A fictional tale woven round the lives of actual historic figures, the television film is a 70-minute-long adaptation of Le Fanu's 1839 gothic tale "Strange Event in the Life of Schalken [sic] the Painter", directed and adapted by Leslie Megahey. When Megahey was offered the opportunity to oversee Omnibus, the BBC’s long-running arts documentary series, he accepted on condition that he could make Schalcken the Painter. He shot the film in the style of a docudrama, using a minimum of dialogue. Megahey has stated that he was influenced in the making of the film by the Polish director Walerian Borowczyk, whose 1971 film Blanche also shows the fate of a young woman being decided by rich men, without consideration of her feelings or opinions.

Like the earlier Whistle and I'll Come to You, Schalcken the Painter was listed as an episode of Omnibus. It aired on 23 December 1979, filling the slot traditionally taken in previous years by the BBC’s A Ghost Story for Christmas.
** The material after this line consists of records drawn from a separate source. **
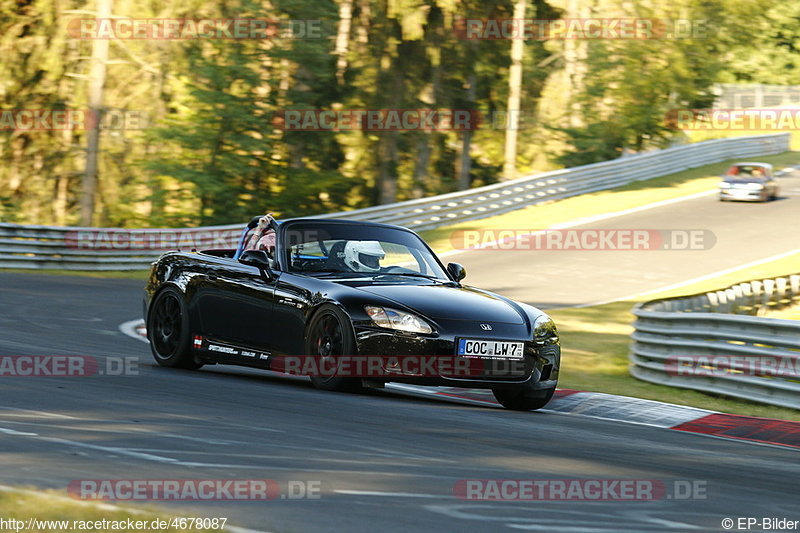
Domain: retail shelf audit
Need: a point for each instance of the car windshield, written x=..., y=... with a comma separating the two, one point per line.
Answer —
x=357, y=250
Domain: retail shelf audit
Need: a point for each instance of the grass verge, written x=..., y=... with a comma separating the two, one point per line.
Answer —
x=596, y=343
x=107, y=274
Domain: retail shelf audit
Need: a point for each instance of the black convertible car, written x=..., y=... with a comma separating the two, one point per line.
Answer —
x=352, y=304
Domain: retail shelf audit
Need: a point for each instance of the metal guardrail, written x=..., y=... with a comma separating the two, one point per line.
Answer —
x=716, y=342
x=115, y=249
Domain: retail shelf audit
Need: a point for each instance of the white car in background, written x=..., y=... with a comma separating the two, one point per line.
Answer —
x=749, y=182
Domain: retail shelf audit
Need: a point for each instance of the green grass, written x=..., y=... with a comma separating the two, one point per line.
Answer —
x=596, y=343
x=637, y=194
x=52, y=505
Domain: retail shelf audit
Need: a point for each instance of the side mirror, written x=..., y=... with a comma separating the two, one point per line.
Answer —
x=258, y=259
x=456, y=271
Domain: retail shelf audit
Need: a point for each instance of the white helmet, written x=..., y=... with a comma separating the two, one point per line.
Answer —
x=363, y=256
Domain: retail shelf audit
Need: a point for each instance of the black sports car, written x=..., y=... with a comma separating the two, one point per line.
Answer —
x=352, y=304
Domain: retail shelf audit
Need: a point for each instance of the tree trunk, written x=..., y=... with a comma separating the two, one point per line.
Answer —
x=97, y=80
x=514, y=90
x=465, y=161
x=343, y=38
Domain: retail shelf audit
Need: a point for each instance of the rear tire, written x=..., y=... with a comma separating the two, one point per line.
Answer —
x=168, y=331
x=329, y=335
x=522, y=398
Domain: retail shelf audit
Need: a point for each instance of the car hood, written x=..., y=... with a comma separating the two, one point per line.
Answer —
x=450, y=302
x=745, y=180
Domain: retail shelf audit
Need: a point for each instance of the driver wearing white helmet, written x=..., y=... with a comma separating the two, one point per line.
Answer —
x=363, y=256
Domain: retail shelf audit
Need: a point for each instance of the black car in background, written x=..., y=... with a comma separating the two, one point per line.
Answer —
x=360, y=298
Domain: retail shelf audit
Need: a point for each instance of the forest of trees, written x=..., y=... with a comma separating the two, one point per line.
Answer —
x=204, y=142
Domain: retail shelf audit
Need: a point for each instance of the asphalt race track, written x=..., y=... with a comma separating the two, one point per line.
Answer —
x=385, y=461
x=742, y=232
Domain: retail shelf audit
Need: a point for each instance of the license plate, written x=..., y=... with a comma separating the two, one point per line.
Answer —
x=490, y=349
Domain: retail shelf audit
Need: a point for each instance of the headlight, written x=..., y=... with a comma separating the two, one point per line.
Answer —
x=399, y=320
x=544, y=330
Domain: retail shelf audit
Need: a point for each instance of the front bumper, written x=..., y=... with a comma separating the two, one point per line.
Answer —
x=537, y=369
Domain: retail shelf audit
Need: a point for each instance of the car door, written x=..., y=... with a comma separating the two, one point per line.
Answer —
x=235, y=303
x=291, y=302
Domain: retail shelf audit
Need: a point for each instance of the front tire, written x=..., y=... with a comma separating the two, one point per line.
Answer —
x=168, y=331
x=523, y=398
x=329, y=335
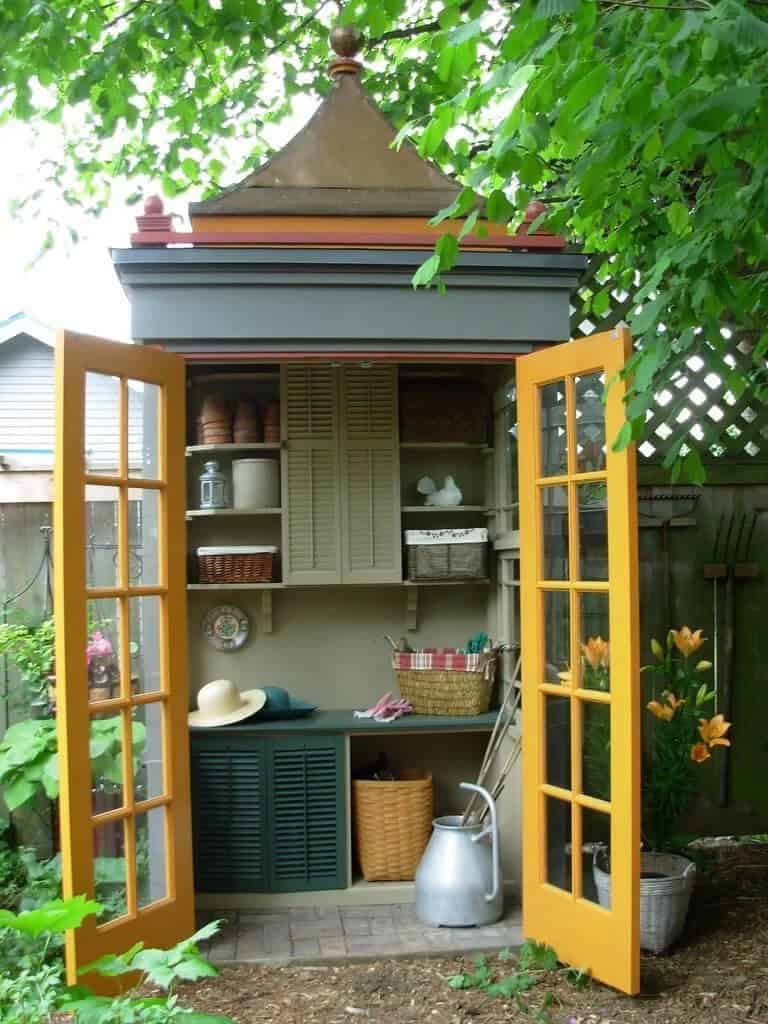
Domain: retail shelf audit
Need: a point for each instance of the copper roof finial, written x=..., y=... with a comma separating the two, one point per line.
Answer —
x=346, y=42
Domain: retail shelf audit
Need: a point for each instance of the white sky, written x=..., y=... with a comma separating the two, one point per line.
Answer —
x=75, y=286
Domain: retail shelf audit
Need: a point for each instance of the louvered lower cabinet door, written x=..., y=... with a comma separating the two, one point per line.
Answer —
x=307, y=814
x=229, y=814
x=370, y=475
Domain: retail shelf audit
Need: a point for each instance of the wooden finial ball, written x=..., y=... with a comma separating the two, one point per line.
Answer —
x=153, y=206
x=346, y=41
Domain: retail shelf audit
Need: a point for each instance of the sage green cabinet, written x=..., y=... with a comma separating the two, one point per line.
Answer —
x=341, y=475
x=268, y=813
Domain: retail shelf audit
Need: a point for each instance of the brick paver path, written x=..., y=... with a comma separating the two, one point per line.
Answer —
x=347, y=933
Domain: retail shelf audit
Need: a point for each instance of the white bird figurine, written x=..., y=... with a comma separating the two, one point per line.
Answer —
x=448, y=496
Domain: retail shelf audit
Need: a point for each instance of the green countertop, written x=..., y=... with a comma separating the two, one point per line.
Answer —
x=345, y=722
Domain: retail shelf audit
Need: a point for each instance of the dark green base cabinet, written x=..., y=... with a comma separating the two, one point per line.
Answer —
x=268, y=813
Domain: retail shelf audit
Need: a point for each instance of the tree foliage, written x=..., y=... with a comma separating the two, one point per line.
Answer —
x=642, y=124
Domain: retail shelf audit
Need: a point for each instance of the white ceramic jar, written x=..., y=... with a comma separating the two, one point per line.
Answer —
x=256, y=483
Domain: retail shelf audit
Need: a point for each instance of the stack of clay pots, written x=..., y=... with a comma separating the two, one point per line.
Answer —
x=271, y=423
x=215, y=426
x=247, y=426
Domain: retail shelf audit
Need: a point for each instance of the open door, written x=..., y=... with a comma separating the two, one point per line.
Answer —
x=580, y=645
x=121, y=685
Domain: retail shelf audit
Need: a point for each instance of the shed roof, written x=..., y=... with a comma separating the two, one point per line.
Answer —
x=342, y=162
The actor Vincent Price was initially considered for the Narrator but it was decided his voice would be "too camp", and Peter Cushing turned down the role as being too dark. Finally the actor Charles Gray was cast. Arthur Lowe of Dad's Army fame was considered for the role of Gerrit Dou, but he was unavailable and the role went instead to Maurice Denham.

The sets and atmospheric lighting used in the film are based on the backgrounds of the paintings by Vermeer. Paintings by Schalcken showing young women holding candles in dark rooms are used throughout the drama, but the final image, again showing a young candlelit woman, but this time with a man in the shadowy background drawing his sword, was created for the film, based on the style of Schalcken.

Megahey subsequently used the same narrative device of combining historical figures with the paintings of the lead subject on the 1987 production Cariani and the Courtesans, which Gray also narrated.